Hydrangea © Ellie Young

It has also been a year of modest (or small) shows, including an exhibition of photos by someone who is not a photographer at CCAS Manuka. Jane Duong had just a few images displayed at ACT Hub, in The Causeway Hall – which is the oldest hall in Canberra and a listed item on the ACT Heritage Register. They were also cyanotypes. And even more cyanotypes featured in Claire Grant’s wonderful “Up in the Air” and a simultaneous members’ exhibition at Photo Access.

Claire Grant – Nothing’s as precious as a hole in the Ground, 2021-22

There also have been outdoor exhibitions – the Bluett’s Block one opened in a pop-up at the Block before moving into the Manuka Arts Centre Gardens. Sammy Hawker had a show in Tuggeranong, on the windows of Lakeview House & under the Soward Way Bridge. And Hilary Wardhaugh has had works on display in Queanbeyan’s No Name Lane.

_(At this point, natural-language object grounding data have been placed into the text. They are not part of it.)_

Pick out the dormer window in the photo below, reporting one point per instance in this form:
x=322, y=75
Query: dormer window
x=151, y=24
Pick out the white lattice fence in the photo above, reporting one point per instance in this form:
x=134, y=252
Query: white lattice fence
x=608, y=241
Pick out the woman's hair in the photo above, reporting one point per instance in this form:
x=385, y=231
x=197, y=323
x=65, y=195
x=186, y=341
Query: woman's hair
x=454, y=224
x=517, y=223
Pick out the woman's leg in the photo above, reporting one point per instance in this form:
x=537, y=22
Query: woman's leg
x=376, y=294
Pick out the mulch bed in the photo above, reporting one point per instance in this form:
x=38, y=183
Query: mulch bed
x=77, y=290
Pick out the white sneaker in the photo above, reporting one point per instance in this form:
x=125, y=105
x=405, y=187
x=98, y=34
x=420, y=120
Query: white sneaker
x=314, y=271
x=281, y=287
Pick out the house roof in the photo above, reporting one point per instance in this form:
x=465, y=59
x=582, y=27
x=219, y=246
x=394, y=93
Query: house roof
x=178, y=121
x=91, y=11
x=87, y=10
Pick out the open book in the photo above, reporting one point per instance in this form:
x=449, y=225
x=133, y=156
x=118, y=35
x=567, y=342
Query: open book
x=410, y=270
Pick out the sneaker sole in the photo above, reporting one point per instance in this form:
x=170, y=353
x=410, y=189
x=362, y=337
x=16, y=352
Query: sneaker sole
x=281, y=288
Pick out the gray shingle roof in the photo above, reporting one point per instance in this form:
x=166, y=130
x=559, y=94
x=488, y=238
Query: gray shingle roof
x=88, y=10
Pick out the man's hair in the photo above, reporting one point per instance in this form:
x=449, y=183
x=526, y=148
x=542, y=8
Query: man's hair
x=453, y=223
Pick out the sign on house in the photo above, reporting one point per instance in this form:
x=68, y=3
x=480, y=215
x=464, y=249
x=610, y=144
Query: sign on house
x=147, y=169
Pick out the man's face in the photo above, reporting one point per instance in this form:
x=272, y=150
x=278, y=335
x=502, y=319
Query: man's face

Hawker was also a most deserving winner of the Mullins Conceptual Photography Prize this year with her work Mount Gulaga, 2021, making her the third Canberran in succession to take out that annual Prize and, thus, confirming the high calibre of local photo artists.

SAMMY HAWKER Mount Gulaga, 2021

Two other female Canberra photographers, Lyndall Gerlach and Susan Henderson were amongst the finalists. Gerlach and Henderson were also amongst the exhibitors in an excellent all women show at M16 Art Gallery.

There have been great shows at major institutions, including the National Photographic Portrait Prize at the National Portrait Gallery, and Viewfinder: Photography from the 1970s to Now at the National Library of Australia.

My advice? See every local photo art exhibition in 2023.